TOUCHE PAS À MON "ELSÄSSISCH" - Des centaines d'Alsaciens - mais aussi des milliers de Bretons - ont manifesté ce samedi 29 mai pour défendre "l'enseignement immersif" et l’utilisation de signes diacritiques, reconnus dans une loi sur les langues régionales adoptée le 8 avril dernier, mais censurés par le Conseil Constitutionnel.

"La république, c'est aussi la diversité des régions. Pourquoi ne pas accepter les langues et leur culture ?", déplorait une alsacienne au micro de TF1 ce samedi matin. "On est en Alsace, mince à la fin. Il faut nous défendre", fustigeait une autre.
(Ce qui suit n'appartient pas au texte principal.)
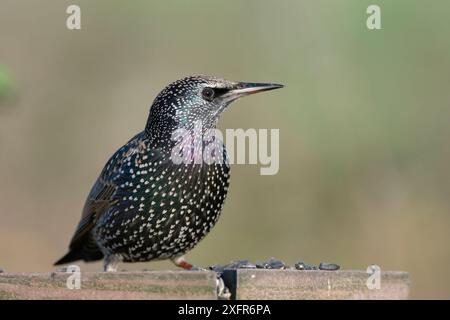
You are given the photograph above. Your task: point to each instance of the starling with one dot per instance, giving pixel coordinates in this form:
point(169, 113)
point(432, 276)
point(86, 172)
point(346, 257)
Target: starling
point(144, 205)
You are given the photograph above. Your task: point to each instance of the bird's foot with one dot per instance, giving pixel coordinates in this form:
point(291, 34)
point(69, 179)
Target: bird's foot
point(111, 263)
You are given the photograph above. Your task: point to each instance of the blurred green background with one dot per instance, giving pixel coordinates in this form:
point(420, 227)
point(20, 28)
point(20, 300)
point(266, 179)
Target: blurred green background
point(364, 125)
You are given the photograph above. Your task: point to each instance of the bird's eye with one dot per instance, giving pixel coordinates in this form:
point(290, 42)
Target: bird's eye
point(208, 94)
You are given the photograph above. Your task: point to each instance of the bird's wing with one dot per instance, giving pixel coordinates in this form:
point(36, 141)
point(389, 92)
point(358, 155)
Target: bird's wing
point(102, 195)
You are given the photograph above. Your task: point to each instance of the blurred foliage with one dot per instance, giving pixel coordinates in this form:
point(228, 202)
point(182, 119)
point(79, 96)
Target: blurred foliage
point(5, 82)
point(364, 125)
Comme elles, ils étaient une centaine dans les rues de Colmar ce samedi 29 mai, pancartes et drapeaux alsaciens en main, bien déterminés à se faire entendre. Au point d'asperger au passage, le président de la région Grand Est, Jean Rottner, d'une grande quantité de farine pour montrer leur mécontentement.  A l'autre bout du pays, en Bretagne, plusieurs milliers de manifestants s'étaient rassemblés sur le même thème.

Au cœur de cette colère, la décision du conseil constitutionnel de censurer "l’enseignement immersif" des langues régionales et l’utilisation de signes diacritiques comme le tilde dans les actes de l’état civil. Deux articles inscrits dans une loi sur les langues régionales - aussi dite loi Molac -  votée le 8 avril 2021 à l'Assemblée et partiellement retoquée par le Conseil Constitutionnel le 21 mai dernier.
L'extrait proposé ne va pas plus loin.